Hospitality was one of the key virtues in Jesus’ society. I would like to think it is one of the key virtues in ours. Last week the gospel began with an example of a Samaritan village refusing to give hospitality to the disciples en route to Jerusalem. Then Jesus tells the Scripture scholar the story of a Samaritan who did treat his neighbour with hospitality. Or at least that’s how the story is usually interpreted. ‘Go and do thou likewise.’
But as so often with Jesus, there’s a twist. The neighbour has become not the one receiving hospitality, but the one giving hospitality. How are we to treat our neighbour? Our neighbour in this case is the Samaritan, the stranger giving us hospitality. How do we receive the gift of kindness from strangers? Especially strangers who we are pre-programmed to distrust, even hate?
In the story, we are called primarily not to be good Samaritans, as worthy as that vocation is, but to learn to be recipients.
Luke provides a similar twist in today’s gospel concerning Mary and Martha. All the usual interpretations about our hospitality to Jesus – are the tea and scones perfectly cooked and well-supplied? Are we ready to focus on spiritual teaching? Are women important in the church? are secondary issues. The primary issue, it seems to me, is how are we to receive the hospitality of Jesus to us?

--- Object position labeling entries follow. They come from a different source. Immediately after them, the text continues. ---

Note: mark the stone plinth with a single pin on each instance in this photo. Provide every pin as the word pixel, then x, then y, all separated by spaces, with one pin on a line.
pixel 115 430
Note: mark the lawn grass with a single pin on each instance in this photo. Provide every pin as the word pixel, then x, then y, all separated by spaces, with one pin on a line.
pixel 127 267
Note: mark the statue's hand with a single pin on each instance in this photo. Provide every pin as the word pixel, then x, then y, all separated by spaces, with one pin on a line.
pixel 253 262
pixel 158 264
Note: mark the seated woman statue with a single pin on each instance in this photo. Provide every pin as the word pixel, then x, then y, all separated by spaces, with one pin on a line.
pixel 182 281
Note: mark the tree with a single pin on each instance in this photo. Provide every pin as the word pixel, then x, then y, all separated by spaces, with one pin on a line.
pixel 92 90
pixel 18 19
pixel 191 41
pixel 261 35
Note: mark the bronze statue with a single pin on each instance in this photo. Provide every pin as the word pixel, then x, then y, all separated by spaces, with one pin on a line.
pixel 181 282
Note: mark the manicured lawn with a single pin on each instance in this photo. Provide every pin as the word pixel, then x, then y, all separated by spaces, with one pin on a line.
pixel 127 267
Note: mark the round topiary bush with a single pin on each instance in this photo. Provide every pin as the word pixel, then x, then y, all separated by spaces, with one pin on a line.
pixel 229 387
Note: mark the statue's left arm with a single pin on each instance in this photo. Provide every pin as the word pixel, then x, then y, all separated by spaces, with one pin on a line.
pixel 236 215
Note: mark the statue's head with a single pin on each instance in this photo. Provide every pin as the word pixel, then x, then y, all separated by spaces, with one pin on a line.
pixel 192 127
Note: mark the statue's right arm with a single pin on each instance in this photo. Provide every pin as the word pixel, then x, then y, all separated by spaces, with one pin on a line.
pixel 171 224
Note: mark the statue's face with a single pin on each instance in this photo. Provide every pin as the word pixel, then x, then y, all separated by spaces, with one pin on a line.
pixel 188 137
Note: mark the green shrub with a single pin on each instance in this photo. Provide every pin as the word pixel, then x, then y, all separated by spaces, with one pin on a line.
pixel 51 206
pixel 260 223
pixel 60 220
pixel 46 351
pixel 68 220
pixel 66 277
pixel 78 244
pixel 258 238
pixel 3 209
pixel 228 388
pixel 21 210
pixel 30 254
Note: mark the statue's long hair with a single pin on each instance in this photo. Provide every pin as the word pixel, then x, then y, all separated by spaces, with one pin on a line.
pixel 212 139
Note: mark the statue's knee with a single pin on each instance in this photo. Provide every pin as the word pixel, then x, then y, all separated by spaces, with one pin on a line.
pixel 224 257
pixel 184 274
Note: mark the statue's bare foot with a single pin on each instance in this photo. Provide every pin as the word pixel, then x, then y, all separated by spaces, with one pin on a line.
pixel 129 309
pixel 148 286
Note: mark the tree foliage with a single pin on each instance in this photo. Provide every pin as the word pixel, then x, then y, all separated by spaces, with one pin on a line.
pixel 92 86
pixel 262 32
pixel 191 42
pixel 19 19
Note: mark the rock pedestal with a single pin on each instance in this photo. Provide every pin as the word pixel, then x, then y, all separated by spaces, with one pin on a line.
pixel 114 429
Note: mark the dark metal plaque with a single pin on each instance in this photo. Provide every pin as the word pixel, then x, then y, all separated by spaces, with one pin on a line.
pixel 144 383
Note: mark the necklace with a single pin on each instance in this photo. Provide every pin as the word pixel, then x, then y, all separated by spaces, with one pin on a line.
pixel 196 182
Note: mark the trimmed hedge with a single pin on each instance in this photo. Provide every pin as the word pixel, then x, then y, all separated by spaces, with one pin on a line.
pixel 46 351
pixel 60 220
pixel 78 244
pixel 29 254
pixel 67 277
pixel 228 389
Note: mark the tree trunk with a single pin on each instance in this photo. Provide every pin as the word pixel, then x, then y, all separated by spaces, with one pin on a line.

In a sense, Mary in the story gives the clue. She is prepared to be a guest in her own home. She is prepared to allow Jesus to host her in Mary and Martha’s family home.
We are always too anxious, like Martha, to get things right. But these two stories are saying that God already has got things right. He is inviting us into the heart of his universe. He is the host. He is the one offering hospitality. And it is not always easy to receive, but what gifts are ours if we are open to God’s hospitality to us. What healing at the roadside; what feeding, what divine spiritual teaching, all are ours. The first action is to let God be God, let God be host, and to prepare to be not in control, not in charge, but to allow God to lead and provide.